The Chinese government continues to undermine the democratic institutions of Hong Kong and denies the residents the rights that China itself has guaranteed, said US Secretary of State Antony Blinken on Thursday after the city's Legislative Council approved the controversial bill to reform the electoral system.
Blinken said that new measures that alter the composition of the electoral system, severely constrain people in Hong Kong from meaningfully participating in their own governance.
"Decreasing Hong Kong residents' electoral representation will not foster long-term political and social stability for Hong Kong.

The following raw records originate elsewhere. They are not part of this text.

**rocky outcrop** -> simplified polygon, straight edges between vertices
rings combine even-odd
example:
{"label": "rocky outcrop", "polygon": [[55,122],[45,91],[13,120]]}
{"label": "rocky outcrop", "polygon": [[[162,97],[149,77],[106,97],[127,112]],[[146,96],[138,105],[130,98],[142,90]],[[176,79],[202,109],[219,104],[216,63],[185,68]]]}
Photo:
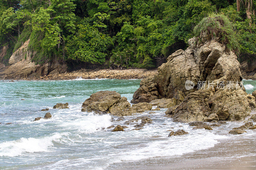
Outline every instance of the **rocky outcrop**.
{"label": "rocky outcrop", "polygon": [[49,112],[46,113],[45,115],[44,115],[45,119],[50,119],[51,118],[52,118],[52,115],[51,114],[51,113]]}
{"label": "rocky outcrop", "polygon": [[204,129],[205,130],[212,130],[209,125],[203,122],[192,122],[189,123],[188,125],[190,126],[196,126],[193,128],[193,129]]}
{"label": "rocky outcrop", "polygon": [[48,108],[46,108],[45,109],[42,109],[41,110],[41,111],[48,111],[49,110],[49,109]]}
{"label": "rocky outcrop", "polygon": [[172,130],[168,135],[168,137],[171,137],[172,136],[184,135],[187,134],[188,134],[188,133],[185,131],[184,130],[178,130],[175,132]]}
{"label": "rocky outcrop", "polygon": [[159,108],[169,108],[177,104],[177,101],[175,98],[163,98],[156,99],[151,101],[150,103],[154,106],[157,106]]}
{"label": "rocky outcrop", "polygon": [[52,108],[59,109],[69,108],[68,106],[68,103],[57,103],[56,105],[53,106]]}
{"label": "rocky outcrop", "polygon": [[118,125],[116,126],[114,129],[112,130],[112,132],[117,132],[117,131],[124,131],[124,128],[123,128],[123,127],[122,126],[120,125]]}
{"label": "rocky outcrop", "polygon": [[178,122],[244,120],[256,106],[255,98],[241,84],[236,56],[219,38],[202,33],[190,39],[186,50],[172,54],[158,74],[142,80],[131,102],[172,99],[176,106],[167,116]]}
{"label": "rocky outcrop", "polygon": [[[42,76],[64,73],[67,67],[60,64],[56,60],[42,65],[36,64],[32,61],[36,52],[28,49],[30,40],[26,41],[11,56],[9,65],[0,69],[0,78],[4,79],[39,78]],[[1,55],[1,54],[0,54]],[[8,76],[6,78],[6,76]]]}
{"label": "rocky outcrop", "polygon": [[152,106],[148,103],[140,103],[132,107],[126,97],[113,91],[101,91],[93,93],[82,105],[82,112],[122,116],[150,110]]}
{"label": "rocky outcrop", "polygon": [[235,129],[230,130],[228,133],[231,135],[240,135],[244,132],[247,132],[245,130],[244,130],[240,129]]}
{"label": "rocky outcrop", "polygon": [[249,119],[249,120],[252,120],[255,122],[256,122],[256,114],[253,115]]}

This legislation defies the Basic Law's clear acknowledgment that the ultimate objective is the election of all members of the LegCo by universal suffrage," the US Secretary of State said in a statement.
The State Secretary also asked China and the Hong Kong authorities to allow the voices of all Hong Kongers to be heard. "We also call on these authorities to release and drop charges against all individuals charged under the National Security Law and other laws merely for standing for election or for expressing dissenting views," he said.
"The United States stands united with our allies and partners in speaking out for the human rights and fundamental freedoms guaranteed to the people in Hong Kong by the Sino-British Joint Declaration and the Basic Law," he added.
The reforms passed on Thursday, allow the city's national security department to carry out background checks to ensure candidates for public office are "patriotic". Besides this, the Legislative Council will also be expanded to 90 seats from 70 through this law.
This comes after China's National People's Congress (NPC) in March had passed the resolution, paving the way for the biggest shake-up to the city's electoral system since its return to China in 1997.